What’s crucial to note is that, even though we’re going to see continued climate impacts through this century, how severe those impacts will be depends on our actions now. The IPCC report makes it clear that the consequences of climate change get worse as warming increases, which means that limiting warming can limit those consequences. The report’s authors say rapid action is crucial to avoid the most catastrophic impacts.

The DEP’s most recent Climate Action Plan, released in 2019, calls for an 80% reduction of greenhouse gas emissions in the state by 2050, compared to 2005 levels. It outlines 19 strategies for addressing climate change, including promoting clean energy, energy efficiency, monitoring ecosystem vulnerabilities, and providing resources to help farmers and the outdoor tourism industry adapt.

Reid Frazier / StateImpact Pennsylvania

The Regional Greenhouse Gas Initiative is a cap-and-trade program intended to cut carbon emissions from the power sector.

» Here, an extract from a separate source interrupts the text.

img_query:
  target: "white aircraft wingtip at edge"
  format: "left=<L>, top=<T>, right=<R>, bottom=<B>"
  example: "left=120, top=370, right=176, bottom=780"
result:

In July 2021, Pennsylvania took a step toward becoming the first major fossil fuel-producing state to put a price on carbon emissions. The state’s Environmental Quality Board adopted a regulation that would enter Pennsylvania into a cap-and-trade program known as the Regional Greenhouse Gas Initiative. There are still a couple more steps in the regulatory process, but the Wolf administration hopes to join the program in early 2022.

Environmental groups and some legislators have lauded RGGI as a critical piece in the fight against climate change and its impacts.

But the move to join RGGI has underscored a main reason some legislators cite for not acting on climate change: the state’s robust fossil fuel industry would lose jobs, which could harm communities that depend on them.

That’s raised the question of what’s going to be done to help ease the transition for industry workers and those communities. The Wolf administration hopes to use the money raised by the initiative to help communities pivot away from coal, invest in environmental justice efforts, and support energy efficiency and clean energy programs.